Once getting accepted to the program, students don’t have to be in Los Angeles to attend class. They can join the group from all over the country.
So how does it work?
When Pensavalle enters the program on her computer, she starts a live session. The students on her roster enter the live session, similar to a chat room set-up. The list of students shows up on the left. Below, there is a text chat where students can contribute to the conversation by typing comments. Students’ faces show up in the center. “Picture the Brady Bunch,” said Pensavalle.
There is a space for presentation materials where she can post an agenda and her Power Point slides. On the right, she can upload files to share with her students. If a student wants to say something, or ask a question, a figure with a raised-hand shows up next to their name.
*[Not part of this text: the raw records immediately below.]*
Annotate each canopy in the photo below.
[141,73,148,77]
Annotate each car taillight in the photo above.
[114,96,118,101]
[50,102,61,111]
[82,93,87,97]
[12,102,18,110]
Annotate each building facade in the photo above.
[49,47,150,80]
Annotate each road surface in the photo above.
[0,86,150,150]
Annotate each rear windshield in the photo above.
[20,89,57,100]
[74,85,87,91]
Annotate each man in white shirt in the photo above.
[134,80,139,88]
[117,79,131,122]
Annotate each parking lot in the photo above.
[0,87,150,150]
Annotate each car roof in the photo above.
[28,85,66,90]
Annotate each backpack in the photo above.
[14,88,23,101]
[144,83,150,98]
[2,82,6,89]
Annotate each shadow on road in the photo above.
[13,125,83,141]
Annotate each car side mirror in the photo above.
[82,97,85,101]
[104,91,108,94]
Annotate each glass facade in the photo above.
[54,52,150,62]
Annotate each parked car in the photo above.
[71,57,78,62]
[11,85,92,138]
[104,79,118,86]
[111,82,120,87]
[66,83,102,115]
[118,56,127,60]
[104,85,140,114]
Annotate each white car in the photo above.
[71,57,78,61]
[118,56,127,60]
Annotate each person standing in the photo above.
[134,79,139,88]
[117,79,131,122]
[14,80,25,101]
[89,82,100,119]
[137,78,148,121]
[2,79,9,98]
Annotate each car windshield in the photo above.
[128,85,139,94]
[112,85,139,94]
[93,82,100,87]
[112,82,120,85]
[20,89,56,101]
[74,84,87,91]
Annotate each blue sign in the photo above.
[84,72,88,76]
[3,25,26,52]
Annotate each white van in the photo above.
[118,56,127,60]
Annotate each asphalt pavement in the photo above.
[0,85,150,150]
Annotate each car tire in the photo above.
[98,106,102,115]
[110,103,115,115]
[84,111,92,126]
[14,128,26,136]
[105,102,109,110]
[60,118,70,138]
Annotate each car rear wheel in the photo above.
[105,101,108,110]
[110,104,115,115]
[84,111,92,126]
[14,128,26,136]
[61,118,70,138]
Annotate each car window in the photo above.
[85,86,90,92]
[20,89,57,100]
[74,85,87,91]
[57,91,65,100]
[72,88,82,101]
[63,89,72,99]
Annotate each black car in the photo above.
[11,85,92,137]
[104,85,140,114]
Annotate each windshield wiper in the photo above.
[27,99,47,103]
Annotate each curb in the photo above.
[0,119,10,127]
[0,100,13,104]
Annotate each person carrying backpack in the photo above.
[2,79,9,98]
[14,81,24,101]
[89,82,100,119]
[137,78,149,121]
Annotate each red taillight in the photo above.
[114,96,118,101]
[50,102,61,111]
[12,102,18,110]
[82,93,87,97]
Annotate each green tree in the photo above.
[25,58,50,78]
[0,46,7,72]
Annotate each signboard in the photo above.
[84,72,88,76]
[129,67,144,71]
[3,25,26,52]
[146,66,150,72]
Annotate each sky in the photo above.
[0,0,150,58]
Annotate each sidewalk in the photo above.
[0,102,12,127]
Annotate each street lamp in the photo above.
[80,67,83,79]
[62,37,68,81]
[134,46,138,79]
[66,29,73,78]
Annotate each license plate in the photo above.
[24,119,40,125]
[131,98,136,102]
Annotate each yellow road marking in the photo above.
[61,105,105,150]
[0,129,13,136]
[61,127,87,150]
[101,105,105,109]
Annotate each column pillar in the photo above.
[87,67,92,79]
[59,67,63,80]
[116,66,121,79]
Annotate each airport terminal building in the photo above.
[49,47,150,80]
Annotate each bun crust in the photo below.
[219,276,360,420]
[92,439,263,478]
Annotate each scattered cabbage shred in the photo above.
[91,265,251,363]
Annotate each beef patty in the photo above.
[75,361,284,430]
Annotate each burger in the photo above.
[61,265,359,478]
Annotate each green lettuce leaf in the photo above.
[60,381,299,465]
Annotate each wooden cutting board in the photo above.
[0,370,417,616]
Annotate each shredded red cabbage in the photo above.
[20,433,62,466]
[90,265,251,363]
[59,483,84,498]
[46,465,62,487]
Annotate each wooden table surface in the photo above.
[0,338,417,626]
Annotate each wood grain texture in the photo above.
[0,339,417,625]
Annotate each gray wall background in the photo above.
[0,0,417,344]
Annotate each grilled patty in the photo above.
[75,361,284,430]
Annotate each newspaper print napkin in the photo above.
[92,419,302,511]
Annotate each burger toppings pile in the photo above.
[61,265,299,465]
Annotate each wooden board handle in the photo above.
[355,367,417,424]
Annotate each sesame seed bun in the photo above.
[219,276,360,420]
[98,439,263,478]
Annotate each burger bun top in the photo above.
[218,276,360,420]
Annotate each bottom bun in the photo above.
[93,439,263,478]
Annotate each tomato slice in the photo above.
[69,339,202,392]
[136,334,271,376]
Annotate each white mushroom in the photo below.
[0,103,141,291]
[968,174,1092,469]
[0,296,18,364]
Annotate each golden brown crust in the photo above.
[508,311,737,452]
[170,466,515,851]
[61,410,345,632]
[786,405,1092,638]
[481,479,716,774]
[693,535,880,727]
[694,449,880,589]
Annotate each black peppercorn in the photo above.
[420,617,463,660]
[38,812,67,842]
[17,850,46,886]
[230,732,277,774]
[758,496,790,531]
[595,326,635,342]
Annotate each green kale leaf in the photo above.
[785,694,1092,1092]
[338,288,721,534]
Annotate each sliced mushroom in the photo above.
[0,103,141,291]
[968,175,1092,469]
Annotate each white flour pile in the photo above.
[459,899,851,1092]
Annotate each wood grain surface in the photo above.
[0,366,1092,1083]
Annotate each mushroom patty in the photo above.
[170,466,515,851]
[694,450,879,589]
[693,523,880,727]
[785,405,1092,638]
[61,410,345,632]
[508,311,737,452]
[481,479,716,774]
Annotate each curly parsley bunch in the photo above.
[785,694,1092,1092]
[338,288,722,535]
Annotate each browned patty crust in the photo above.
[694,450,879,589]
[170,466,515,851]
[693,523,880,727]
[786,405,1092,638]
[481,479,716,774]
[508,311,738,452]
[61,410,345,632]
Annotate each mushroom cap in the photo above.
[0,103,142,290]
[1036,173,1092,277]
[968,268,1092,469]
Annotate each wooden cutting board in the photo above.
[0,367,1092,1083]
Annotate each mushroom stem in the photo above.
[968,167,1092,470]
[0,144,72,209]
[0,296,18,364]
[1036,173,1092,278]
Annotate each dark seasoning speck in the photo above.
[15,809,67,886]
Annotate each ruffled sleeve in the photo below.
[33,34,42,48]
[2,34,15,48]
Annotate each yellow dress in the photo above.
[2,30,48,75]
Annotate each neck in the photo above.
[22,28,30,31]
Pensavalle said you can also have breakout sessions during a class. The program can randomize the small groups, or the professor can make the small groups. There’s even a place for coursework where students post their assignments when they are finished.
Students must still do field work throughout the program, and they complete a year of student-teaching in their place of residence. The application process to MAT@USC is identical to applying for USC’s on-campus teacher credential program.
Pensavalle thinks that the students who get their masters through the online program might use technology differently when they have classrooms of their own. “These students have to be technologically savvy. We use a lot of video - they send us a teaching video, a planning video, and a reflection video,” she said.
And sure - she admits that it is sometimes harder to teach from behind a screen. “It takes a different kind of energy to keep things going, in the classroom you can distribute that energy. Bu these are graduate students, so they want to be there,” said Pensavalle.
The question bouncing around the country in terms of education reform is teacher quality - how do we make sure that our teachers can prepare our kids to do great things? Not teacher quantity. USC can churn out a whole lot more teachers, but where does that leave the quality of teachers in the U.S.?
One question that lingers is whether the people who enroll in the online program will be 100 percent as committed - by default - to perfecting their craft, as those who come to in-person seminars. Will they feel just as eager to impress the classmates and professors they’ve never met, and therefore go the extra mile? No one can argue with USC’s reputation and rigor, but the results of the program remain to be seen.